Poor Brandon Routh. He caught the Superman curse. He played the Man of Steel in a big Hollywood thing and now… this was the best thing he got offered after that. A little would-be romantic, would-be sexy sex dramedy about annoying 20somethings that was shot in Kansas City and went almost straight to DVD.
Okay, that’s mean. And I don’t mean to be mean. Because Fling — it was called Lie to Me when it did the festival circuit and got a very limited release last fall, it’s now available on DVD in Region 1 — has a few small things to recommend it. It looks great, in a stylish way that’s way more expensive than its clearly limited budget should have allowed. And it’s really fascinating, from a production-geek perspective, hearing director and cowriter John Stewart Muller and cowriter Laura Boersma talk on their commentary track about why they chose film over video for their theatrical debut (like how it’s easier to fake being artistic with film when technical accidents happen) and why they ended up shooting in Kansas City (which does look really nice, actually, on film) and how they got the cast to feel so spontaneous in their lovemaking scenes… I really like Muller and Boersma, and I’d love to hang out with them and shoot the shit about movies.

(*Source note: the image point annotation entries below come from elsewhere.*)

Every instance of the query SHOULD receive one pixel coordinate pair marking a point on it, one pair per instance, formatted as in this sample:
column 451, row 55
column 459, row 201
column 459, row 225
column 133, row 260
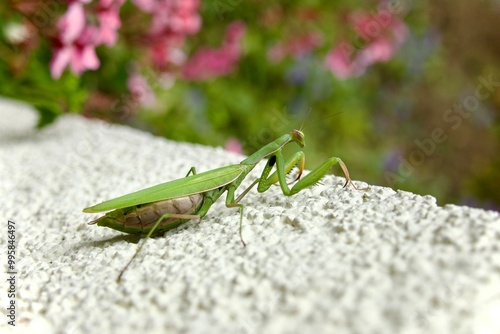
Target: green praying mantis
column 155, row 210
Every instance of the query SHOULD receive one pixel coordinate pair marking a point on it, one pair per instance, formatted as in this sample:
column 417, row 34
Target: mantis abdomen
column 140, row 219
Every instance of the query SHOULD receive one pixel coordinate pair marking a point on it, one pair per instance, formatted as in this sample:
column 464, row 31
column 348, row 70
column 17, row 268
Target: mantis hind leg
column 150, row 233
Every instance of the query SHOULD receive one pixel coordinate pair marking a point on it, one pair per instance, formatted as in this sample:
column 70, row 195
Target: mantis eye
column 298, row 137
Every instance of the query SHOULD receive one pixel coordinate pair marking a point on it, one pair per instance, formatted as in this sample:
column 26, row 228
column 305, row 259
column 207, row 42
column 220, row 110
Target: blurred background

But their movie, itself… eh. I don’t want to have to stretch to the DVD extras for redeeming qualities, and I think it’s a bit much to expect me to do so. Fling is one of those tales of self-absorbed young adults that makes you want to smack them all and tell them to just get over themselves already. I mean, it’s not that we all don’t have our issues and our traumas with love and romance and sex and relationships, but… get a dog or something. And I mean, too, that maybe these characters aren’t as self-absorbed as the movie makes it seem… but the movie makes it seem like they are. Why can’t they all have their romantic angst in the middle of saving the world from Nazi aliens or racing around the globe in the 1920s to find hidden treasure or while solving the mystery of the world’s greatest serial killer or something? At least that’d be more interesting.

So we have Mason (Steve Sandvoss), a pleasant twit who writes self-absorbed pseudoromantic literary novels that teenage girls who think they’re deep swoon over, and his girlfriend, wannabe fashion designer Sam (Courtney Ford). They have an open relationship and each is totally fine with the other getting it on with whatever random hotties they come across… until they aren’t. Like when Sam runs into her old college boyfriend, James (Routh: Zack and Miri Make a Porno), and Mason starts getting it on with Sam’s sister-in-law, Olivia (Shoshana Bush). Blah blah blah.

You know what happens next: Jealousy. Recriminations. Swung fists. Tears, of course. The cast is appealing enough, in that sweet-faced way that makes you want to hug them at the same time you’re smacking the aforementioned sense into them, but not appealing enough in a talent way to enthrall you in their nonsense. They think they’ve got troubles? Oy, the stories I could tell them…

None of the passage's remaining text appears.